Fiel a esta visión que Azaña lleva consigo cuando va al poder, emprende la laicización del Estado por vía constitucional. El 9 de diciembre de 1931 quedó aprobada la nueva Constitución, después de acalorados debates motivados por los artículos que afectaban a la Iglesia católica. 

No hay que ser especialista en temas constitucionales para advertir que la reforma emprendida por la República suponía una ruptura con los regímenes anteriores y de manera especial con los vínculos que durante siglos habían unido a la Iglesia con el Estado. He aquí cómo abordó la Constitución el hecho religioso: 

Artículo 3º. «El Estado español no tiene religión oficial». Artículo 26º. «Todas las confesiones religiosas serán consideradas como asociaciones sometidas a una ley especial». 

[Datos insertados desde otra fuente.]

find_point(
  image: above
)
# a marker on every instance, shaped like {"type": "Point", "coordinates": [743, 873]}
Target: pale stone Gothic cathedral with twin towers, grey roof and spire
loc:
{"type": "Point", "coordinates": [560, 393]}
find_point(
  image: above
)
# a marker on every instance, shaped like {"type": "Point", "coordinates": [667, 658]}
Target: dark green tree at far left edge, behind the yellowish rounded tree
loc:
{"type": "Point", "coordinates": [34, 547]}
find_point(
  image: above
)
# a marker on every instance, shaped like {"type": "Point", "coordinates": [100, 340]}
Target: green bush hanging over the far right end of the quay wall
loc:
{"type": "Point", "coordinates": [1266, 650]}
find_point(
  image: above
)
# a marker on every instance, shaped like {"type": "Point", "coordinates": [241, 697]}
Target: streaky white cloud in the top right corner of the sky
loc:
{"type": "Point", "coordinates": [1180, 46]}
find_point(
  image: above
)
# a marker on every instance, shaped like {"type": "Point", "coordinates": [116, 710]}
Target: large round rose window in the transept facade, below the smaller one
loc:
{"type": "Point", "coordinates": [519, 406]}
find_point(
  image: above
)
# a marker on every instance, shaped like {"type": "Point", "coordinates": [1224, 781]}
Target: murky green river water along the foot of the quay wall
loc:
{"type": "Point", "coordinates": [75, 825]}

Este artículo fue el más polémico. Incluía la disolución de las órdenes religiosas, su incapacidad de adquirir y conservar bienes, prohibición de ejercer la enseñanza, sumisión total a las leyes tributarias y la obligación de rendir cuentas anualmente al Estado de todas sus inversiones. 

Artículo 27º. «La libertad de conciencia y el derecho a practicar y profesar libremente cualquier religión quedan garantizados en el territorio español, salvo el respeto debido a las exigencias de la moral pública». 

A continuación se dictan principios sobre cementerios civiles, inviolabilidad de la conciencia, etc. 

Artículo 48º. «El servicio de la cultura es atribución esencial del Estado, y lo prestará mediante instituciones educativas enlazadas por el sistema de la escuela unificada». 

Este artículo reconoce a la Iglesia católica el derecho a enseñar «sus respectivas doctrinas en sus propios establecimientos», pero deja establecido que «la enseñanza será laica». 

Las fuerzas católicas, que se opusieron a la República desde el momento mismo de su institución, multiplicaron los ataques tras la promulgación de la Constitución. 

Pedro R. Santidrián, analizando el problema a la luz de hoy, dice que «la República quiso romper con una situación de privilegio que por razones históricas y amparándose en una legalidad que le daban las diversas constituciones y, sobre todo, el Concordato de 1851, la Iglesia había gozado siempre».

Lamentablemente, ni supo ni quiso la Iglesia católica aceptar la nueva situación planteada por el Gobierno legal de la República. Ramón Tamames dice que «la Iglesia podría haber adoptado una postura de concordia con el nuevo régimen, pero no lo hizo… La concordia no se produjo. Fundamentalmente, porque las fuerzas rectoras eclesiásticas no estaban convencidas de la posibilidad de consolidación de la República, y se negaban a perder sus privilegios y posiciones de poder… Aparte de la actitud hostil del cardenal Segura... no hubo ni un solo momento de aceptación por la Iglesia de una Constitución que era resultado del voto popular, en fin de cuentas, del consenso de la mayoría de la Nación».